И сколько доктор ни сочинял, мол, жену не велено в дом пускать по соображениям государственной важности и по мотивам дамской болтливости, глаза его как-то против желания косились на блюдо с сухариками и вспоминались слова Джу Ван: «А не посадят тебя?».
Неспокойно было доктору. И предчувствие беды обострялось.

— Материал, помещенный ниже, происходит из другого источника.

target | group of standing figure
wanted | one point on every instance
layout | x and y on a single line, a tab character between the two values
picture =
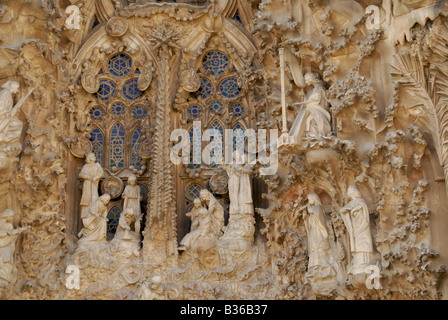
207	215
94	209
355	215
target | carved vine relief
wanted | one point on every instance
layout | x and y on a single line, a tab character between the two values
345	99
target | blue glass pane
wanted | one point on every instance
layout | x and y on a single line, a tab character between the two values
193	191
97	140
113	216
215	143
96	113
136	161
196	143
139	112
229	88
106	90
117	109
194	111
215	62
130	89
238	138
237	17
206	88
119	65
216	106
117	146
237	110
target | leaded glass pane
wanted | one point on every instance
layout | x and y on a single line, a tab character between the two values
96	113
119	65
139	112
237	17
206	88
238	138
216	106
113	216
194	111
193	191
216	144
229	88
215	62
136	161
237	110
130	89
97	140
195	140
106	89
117	109
117	141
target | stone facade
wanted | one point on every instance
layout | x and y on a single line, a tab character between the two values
353	99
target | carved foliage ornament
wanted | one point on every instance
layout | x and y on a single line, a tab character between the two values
116	27
89	79
219	183
81	148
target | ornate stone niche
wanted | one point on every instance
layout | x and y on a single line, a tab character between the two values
356	91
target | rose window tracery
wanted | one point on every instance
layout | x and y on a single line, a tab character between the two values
117	116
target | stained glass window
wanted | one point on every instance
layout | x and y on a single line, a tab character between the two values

Дальше события развивались стремительно и несуразно. То ли Кожин-Морозов вертолётом попользовался, то ли пёр по Москве на красные светофоры, но в Зоологический переулок он прилетел так стремительно, что доктор Безухов не успел переодеться и встретил визитёров в неподобающем случаю кимоно и самурайских гэта.
«Нехорошо-то как! — застучало у него в висках. — Не сочтётся ли это за невнимательность к делу и, хуже того, за бесстрашие!?».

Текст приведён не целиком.